Saturday, March 17, 2018

The Karmic Love

When i heard that you cheated on me with a young, virile & handsome Guy and all of 25 years... I felt crushed. When i saw your Guy, young, handsome and all of 25 years... I felt defeated. When i saw you so eager to please him in spite of his crude and rough behaviour... I felt surprised. When i saw you, in the bar getting pushed around for picking up fights with the teen girls, with whom your Guy flirted shamelessly... I felt Good. When i saw you getting beaten up black and blue by the girls and thrown out while your Guy just stood and watched... I felt pity. When i saw you lying on the floor all bloodied and beaten, while your Guy ran away with the pretty 19 year old... I felt sorry. When i saw you slowly shuffling across to the bench in the park in your bloodied clothes and tangled unruly hair... I felt sad. When i sat beside you and tried to talk to come away with me, you stared past me and kept muttering under your breath and rocking to and fro, as if you were alone in this World... I felt concerned.
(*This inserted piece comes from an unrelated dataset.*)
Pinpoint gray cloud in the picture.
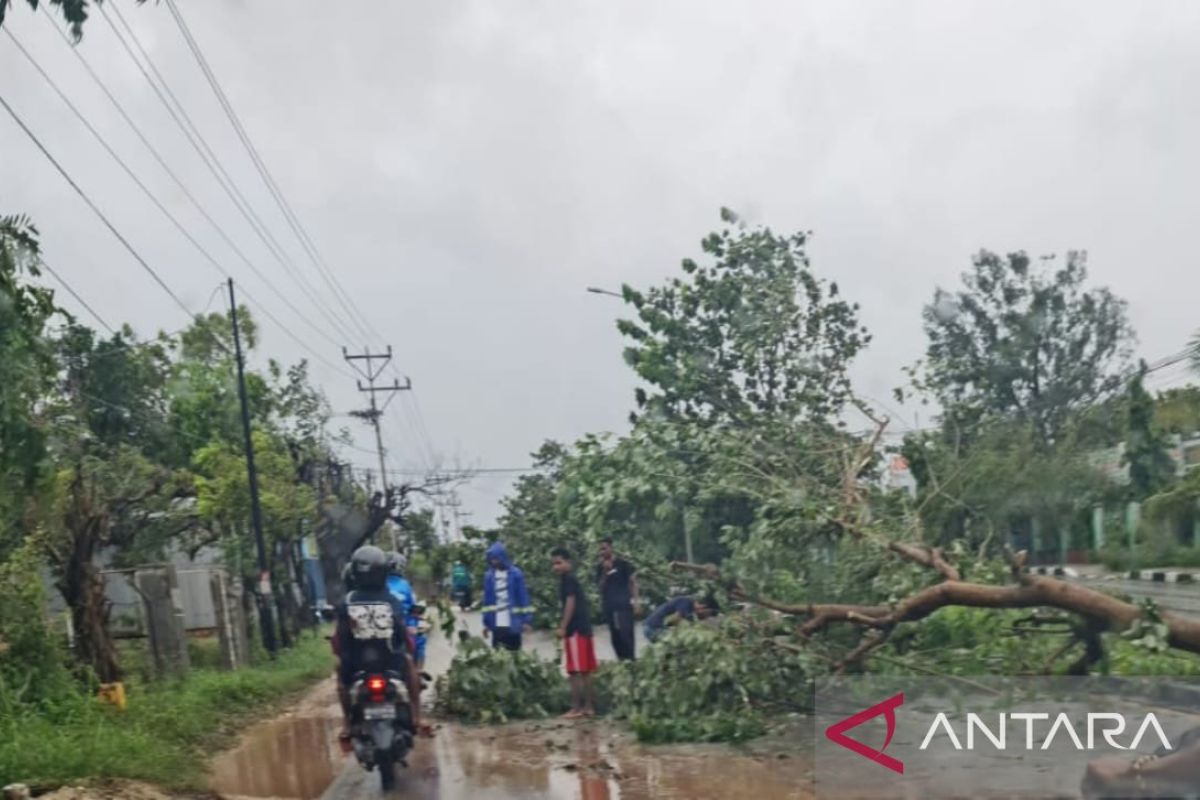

When i couldn't stand your body odour anymore, i got up to go and i gazed into your empty, watery eyes. I felt that i had lost you forever... You kept rocking your body and muttering to yourself,empty eyes kept searching the void... I felt pained. This girl was a stranger to me. I remember her as a strong, funny and happy. I had lost her somewhere in that arms of the young, virile and handsome Guy. I had lost her in that bar and on the streets outside. I lost her sometime during those times... I felt indifferent. I got up from the bench to leave.